EL HOGAR, LA FAMILIA
Desde hace un año vive en Haedo. Antes vivió en Villa Soldati. La casa es modesta y no está terminada. Rucci pide disculpas por las incomodidades. Los ravioles del domingo al mediodía pasaron al olvido. Llueve y hace frío. Un café reconforta.
—Nunca pensé que sería secretario general de la CGT. Ni siquiera del gremio. Pero me puse contento, me siento capacitado para el cargo.
—Y usted, señora, ¿qué sintió cuando se enteró de la noticia?
Nélida Blanca Vaglio, 40, argentina, ex delegada gremial de los metalúrgicos, sonrió.

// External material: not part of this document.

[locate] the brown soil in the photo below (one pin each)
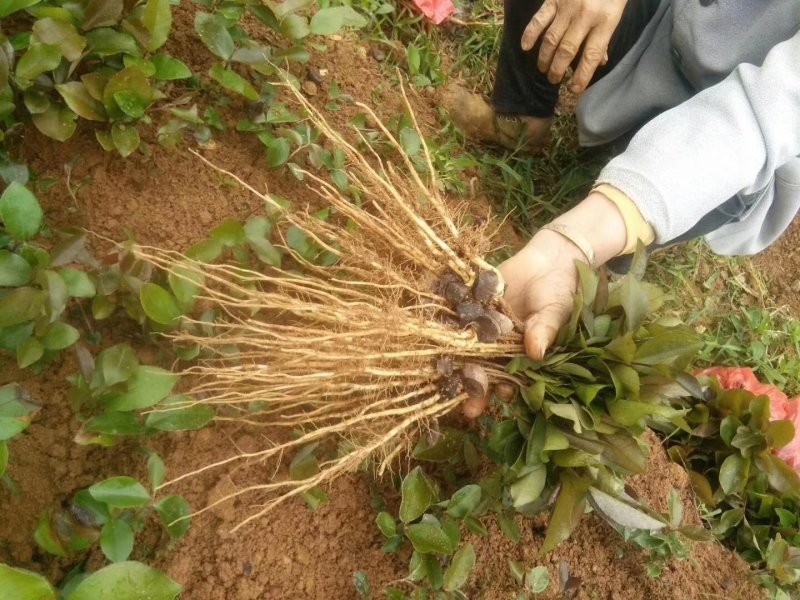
(171, 200)
(780, 263)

Es tímida y silenciosa.
—Me puse contenta. Pero sabíamos que lo iban a elegir.
—¿Cuándo conoció a su esposo?
—En 1952. Yo trabajaba en Radio Serra y tuve un problema. Fui a la UOM y me atendió José. Así lo conocí. Pero nos casamos seis años después.
—¿Cómo es Rucci esposo?
—Buenísimo. Arregla la casa, pinta, juega con los chicos. Durante la semana casi no está, pero estoy acostumbrada. Por suerte los domingos son sagrados: siempre en casa.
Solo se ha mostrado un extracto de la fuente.